Why does this comparison to sizeof fail?

Question

#include<stdio.h>
int main()
{
    if(sizeof(double) > -1)
        printf("M");
    else
        printf("m");
    return 0;
}

Size of double is greater than -1, so why is the output m?

Answer 1

This is because sizeof(double) is of type size_t, which is an implementation-defined unsigned integer type of at least 16 bits.
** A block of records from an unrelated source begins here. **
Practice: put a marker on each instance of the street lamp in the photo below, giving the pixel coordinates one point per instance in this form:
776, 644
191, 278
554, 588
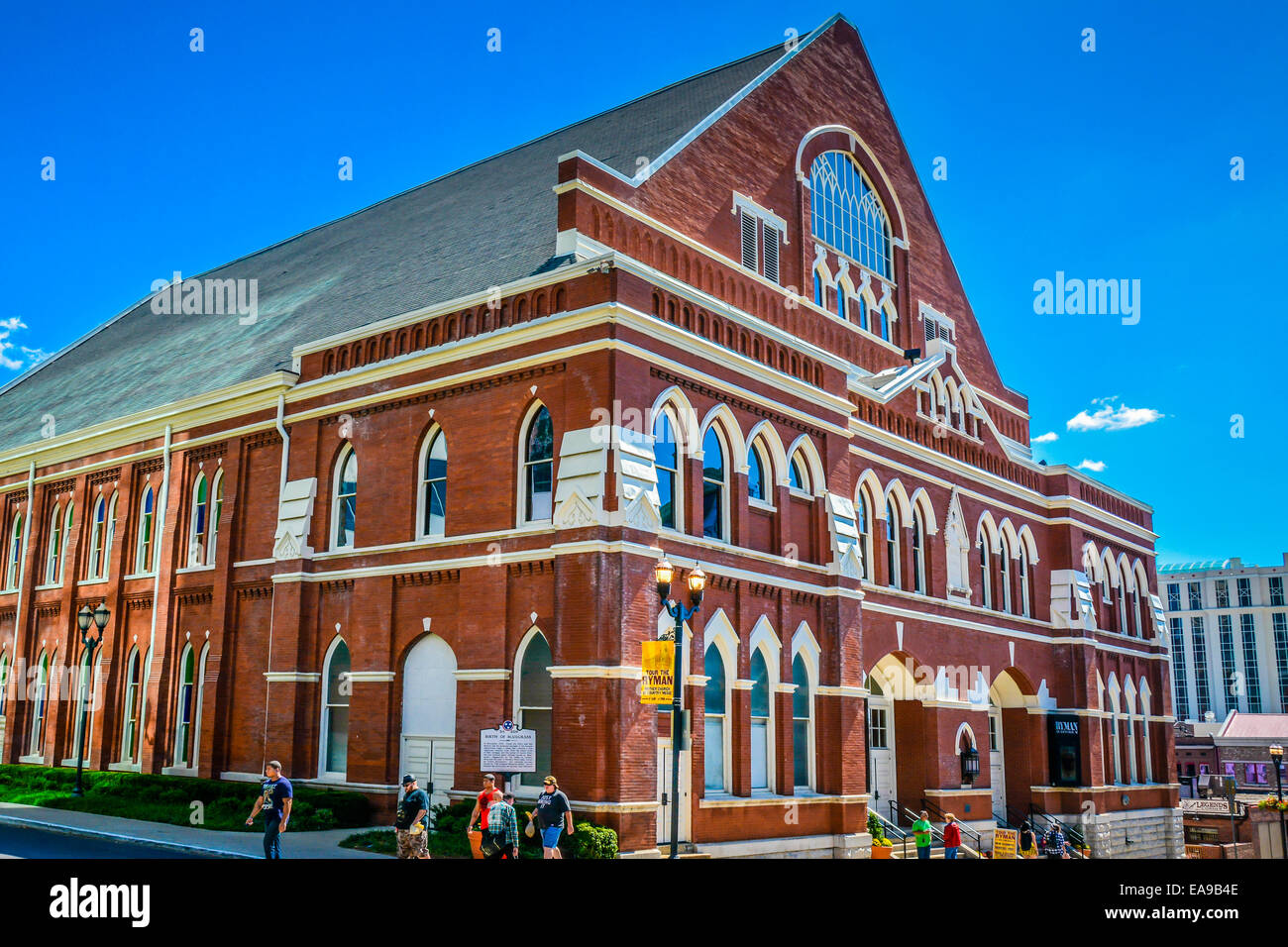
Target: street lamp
664, 573
1276, 755
84, 618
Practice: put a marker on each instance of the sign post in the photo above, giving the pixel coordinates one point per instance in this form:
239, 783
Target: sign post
1005, 843
507, 750
658, 661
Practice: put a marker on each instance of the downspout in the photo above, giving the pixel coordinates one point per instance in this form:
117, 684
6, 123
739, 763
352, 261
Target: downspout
281, 491
156, 579
22, 577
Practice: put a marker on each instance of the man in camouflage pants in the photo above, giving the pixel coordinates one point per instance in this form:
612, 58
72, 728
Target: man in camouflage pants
412, 821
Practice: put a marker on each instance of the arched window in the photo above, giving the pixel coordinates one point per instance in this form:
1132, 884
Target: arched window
433, 486
863, 512
539, 468
145, 548
14, 554
39, 706
797, 476
803, 725
200, 519
185, 709
918, 553
97, 540
344, 512
130, 732
713, 715
335, 711
535, 701
986, 573
1025, 603
893, 578
846, 213
217, 510
1004, 567
712, 484
760, 714
53, 552
666, 459
756, 480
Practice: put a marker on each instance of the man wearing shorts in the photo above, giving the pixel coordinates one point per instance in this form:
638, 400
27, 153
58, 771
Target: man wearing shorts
554, 815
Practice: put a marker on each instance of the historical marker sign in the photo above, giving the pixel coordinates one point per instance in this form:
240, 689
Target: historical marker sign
507, 749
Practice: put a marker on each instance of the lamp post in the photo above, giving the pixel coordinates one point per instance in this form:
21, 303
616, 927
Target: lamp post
1276, 757
697, 582
84, 618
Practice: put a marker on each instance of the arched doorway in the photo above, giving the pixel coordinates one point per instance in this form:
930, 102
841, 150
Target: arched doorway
429, 715
1010, 742
881, 785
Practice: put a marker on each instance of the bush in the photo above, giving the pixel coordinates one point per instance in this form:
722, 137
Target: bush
592, 841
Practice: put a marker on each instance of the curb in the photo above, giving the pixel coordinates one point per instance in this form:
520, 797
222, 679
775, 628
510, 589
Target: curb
116, 836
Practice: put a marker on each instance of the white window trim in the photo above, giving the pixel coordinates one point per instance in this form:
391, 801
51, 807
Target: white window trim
520, 505
323, 738
432, 436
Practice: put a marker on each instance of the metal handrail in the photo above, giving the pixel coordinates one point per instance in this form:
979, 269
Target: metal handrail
890, 827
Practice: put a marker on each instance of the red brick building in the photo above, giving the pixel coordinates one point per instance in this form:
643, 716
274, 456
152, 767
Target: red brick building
423, 487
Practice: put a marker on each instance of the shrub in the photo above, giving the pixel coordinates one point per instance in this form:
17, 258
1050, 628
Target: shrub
592, 841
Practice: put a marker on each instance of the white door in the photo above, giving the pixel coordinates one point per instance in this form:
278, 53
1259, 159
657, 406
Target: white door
664, 792
429, 715
996, 762
881, 755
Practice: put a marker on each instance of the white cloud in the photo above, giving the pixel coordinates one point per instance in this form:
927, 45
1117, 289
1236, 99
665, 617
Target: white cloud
1112, 416
7, 361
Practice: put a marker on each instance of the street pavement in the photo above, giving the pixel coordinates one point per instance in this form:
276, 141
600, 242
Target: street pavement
175, 841
27, 841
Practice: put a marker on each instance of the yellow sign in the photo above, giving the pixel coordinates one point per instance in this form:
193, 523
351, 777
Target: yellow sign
658, 663
1005, 841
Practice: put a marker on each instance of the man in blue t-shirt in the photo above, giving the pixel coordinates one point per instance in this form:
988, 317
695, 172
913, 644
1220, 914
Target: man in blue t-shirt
274, 799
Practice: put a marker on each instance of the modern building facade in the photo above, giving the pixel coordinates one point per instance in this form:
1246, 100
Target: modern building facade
423, 491
1228, 629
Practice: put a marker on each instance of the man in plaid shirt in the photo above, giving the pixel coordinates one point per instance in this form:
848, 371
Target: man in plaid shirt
502, 825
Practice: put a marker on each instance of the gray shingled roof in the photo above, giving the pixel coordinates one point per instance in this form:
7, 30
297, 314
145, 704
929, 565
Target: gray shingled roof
485, 224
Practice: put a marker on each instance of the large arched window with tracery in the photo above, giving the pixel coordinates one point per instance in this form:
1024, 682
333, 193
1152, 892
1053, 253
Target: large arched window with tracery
846, 213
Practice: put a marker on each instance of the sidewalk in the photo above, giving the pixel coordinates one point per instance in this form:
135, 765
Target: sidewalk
248, 844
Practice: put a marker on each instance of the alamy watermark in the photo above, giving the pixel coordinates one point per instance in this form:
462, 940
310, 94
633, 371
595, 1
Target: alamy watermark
1064, 296
207, 296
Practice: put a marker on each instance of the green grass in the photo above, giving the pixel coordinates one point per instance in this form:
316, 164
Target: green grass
175, 799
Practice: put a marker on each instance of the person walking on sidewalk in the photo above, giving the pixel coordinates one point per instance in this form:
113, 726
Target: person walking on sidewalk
502, 830
1054, 843
274, 799
1028, 843
554, 814
411, 823
923, 835
485, 797
952, 835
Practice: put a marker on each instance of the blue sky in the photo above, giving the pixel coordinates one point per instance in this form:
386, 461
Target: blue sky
1113, 163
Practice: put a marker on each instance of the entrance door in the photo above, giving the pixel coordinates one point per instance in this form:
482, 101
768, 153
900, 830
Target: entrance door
664, 792
881, 754
996, 762
429, 716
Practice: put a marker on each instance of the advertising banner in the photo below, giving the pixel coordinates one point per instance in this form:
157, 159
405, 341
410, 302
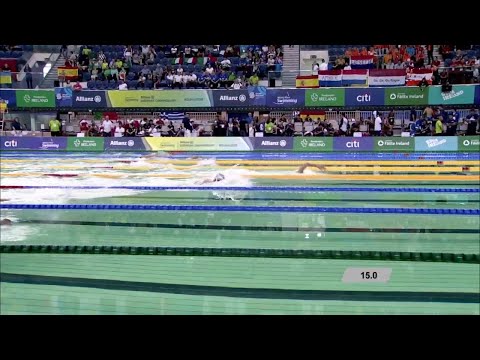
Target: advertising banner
9, 97
406, 96
364, 96
460, 94
85, 144
229, 98
199, 143
469, 143
389, 77
325, 97
63, 97
89, 99
33, 143
308, 144
273, 143
125, 144
35, 98
257, 95
436, 143
353, 144
159, 98
286, 98
394, 144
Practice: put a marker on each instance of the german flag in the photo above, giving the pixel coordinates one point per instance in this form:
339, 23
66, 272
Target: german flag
310, 81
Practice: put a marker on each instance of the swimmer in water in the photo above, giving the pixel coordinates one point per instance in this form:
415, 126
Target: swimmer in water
302, 168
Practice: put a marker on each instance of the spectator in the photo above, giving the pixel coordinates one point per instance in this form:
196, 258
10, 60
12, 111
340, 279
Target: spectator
55, 126
323, 65
77, 86
122, 85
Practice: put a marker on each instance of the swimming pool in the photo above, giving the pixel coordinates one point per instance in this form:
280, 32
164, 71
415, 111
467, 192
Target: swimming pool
121, 233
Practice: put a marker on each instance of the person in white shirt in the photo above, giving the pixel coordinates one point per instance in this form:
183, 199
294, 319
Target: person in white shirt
378, 125
323, 65
107, 127
177, 81
209, 70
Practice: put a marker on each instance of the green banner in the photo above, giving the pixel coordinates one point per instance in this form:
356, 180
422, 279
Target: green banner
85, 144
460, 94
406, 96
394, 144
159, 98
35, 98
469, 143
325, 97
307, 144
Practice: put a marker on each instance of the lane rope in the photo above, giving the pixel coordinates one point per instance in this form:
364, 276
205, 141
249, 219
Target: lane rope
286, 209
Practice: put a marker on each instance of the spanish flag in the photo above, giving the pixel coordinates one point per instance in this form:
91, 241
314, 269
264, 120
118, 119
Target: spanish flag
5, 77
310, 81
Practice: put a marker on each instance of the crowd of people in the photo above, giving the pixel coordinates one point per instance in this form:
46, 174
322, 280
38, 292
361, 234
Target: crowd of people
433, 121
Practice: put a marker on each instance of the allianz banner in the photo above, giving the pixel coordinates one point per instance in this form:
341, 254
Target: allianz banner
257, 95
125, 144
33, 143
364, 96
229, 98
89, 99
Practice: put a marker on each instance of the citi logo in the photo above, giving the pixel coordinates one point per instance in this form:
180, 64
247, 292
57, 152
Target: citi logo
96, 99
11, 143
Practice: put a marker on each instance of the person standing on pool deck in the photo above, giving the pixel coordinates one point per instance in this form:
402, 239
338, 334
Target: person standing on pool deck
54, 126
107, 127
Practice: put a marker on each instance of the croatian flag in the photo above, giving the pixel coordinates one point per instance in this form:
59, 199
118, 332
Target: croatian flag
354, 77
393, 77
362, 62
330, 78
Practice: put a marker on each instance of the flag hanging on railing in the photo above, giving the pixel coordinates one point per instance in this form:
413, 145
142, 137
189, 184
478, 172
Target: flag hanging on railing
416, 75
310, 81
5, 77
362, 62
392, 77
330, 78
354, 77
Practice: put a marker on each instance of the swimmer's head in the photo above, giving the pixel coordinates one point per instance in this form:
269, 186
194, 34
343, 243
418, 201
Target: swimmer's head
219, 177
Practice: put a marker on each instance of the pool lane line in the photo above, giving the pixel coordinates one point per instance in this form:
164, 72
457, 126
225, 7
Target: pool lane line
251, 228
236, 208
256, 188
243, 292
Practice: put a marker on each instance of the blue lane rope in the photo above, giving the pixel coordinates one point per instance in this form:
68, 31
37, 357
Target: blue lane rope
259, 188
289, 209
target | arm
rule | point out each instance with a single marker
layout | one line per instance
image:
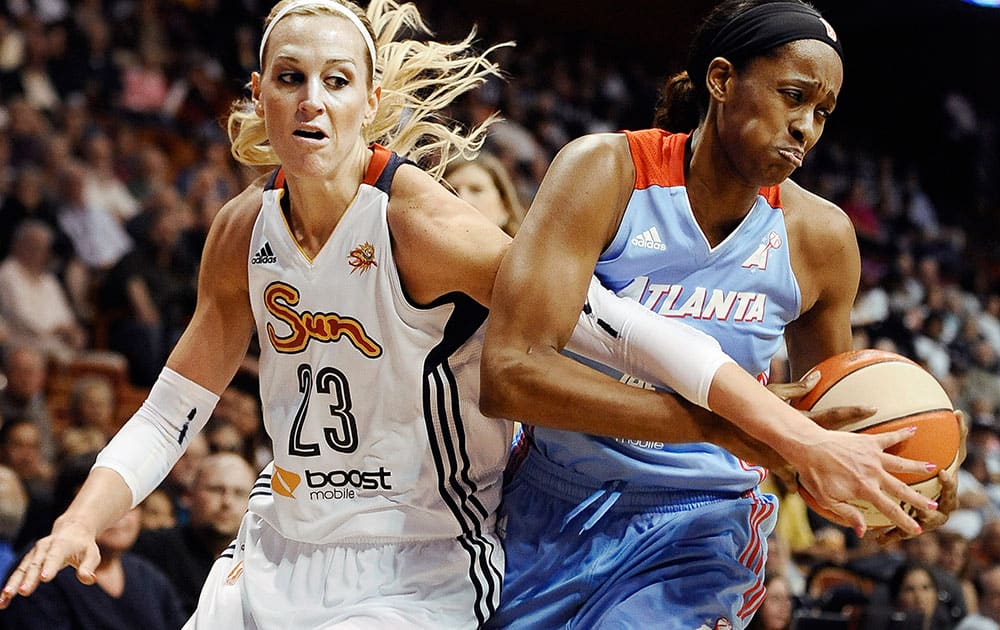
(442, 244)
(537, 298)
(207, 356)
See this for info on sizeof in C. See this for more info on size_t

The -1 gets converted to an unsigned type for the comparison (0xffff...), which will always be bigger than sizeof(double).

To compare to a negative number, you can cast it like this: (int)sizeof(double) > -1. Depending on what your objective is, it may also be better to compare to 0 instead.

Answer 2

Your code has implementation defined behavior: sizeof(double) has type size_t, which is an unsigned type with at least 16 bits.

If this type is smaller than int, for example if size_t has 16 bits and int 32 bits, the comparison would be true because size_t would be promoted to int and the comparison would use signed int arithmetics.

Yet on most current platforms, size_t is either the same as unsigned or even larger than unsigned: the rules for evaluating the expression specify that the type with the lesser rank is converted to the type with the higher rank, which means that int is converted to the type of size_t if it is larger, and the comparison is performed using unsigned arithmetics. Converting -1 to an unsigned type produces the largest value of this type, which is guaranteed to be larger than the size of a double, so the comparison is false on these architectures, which is alas very confusing.

I have never seen an architecture with a size_t type smaller than int, but the C Standard allows it, so your code can behave both ways, depending on the characteristics of the target system.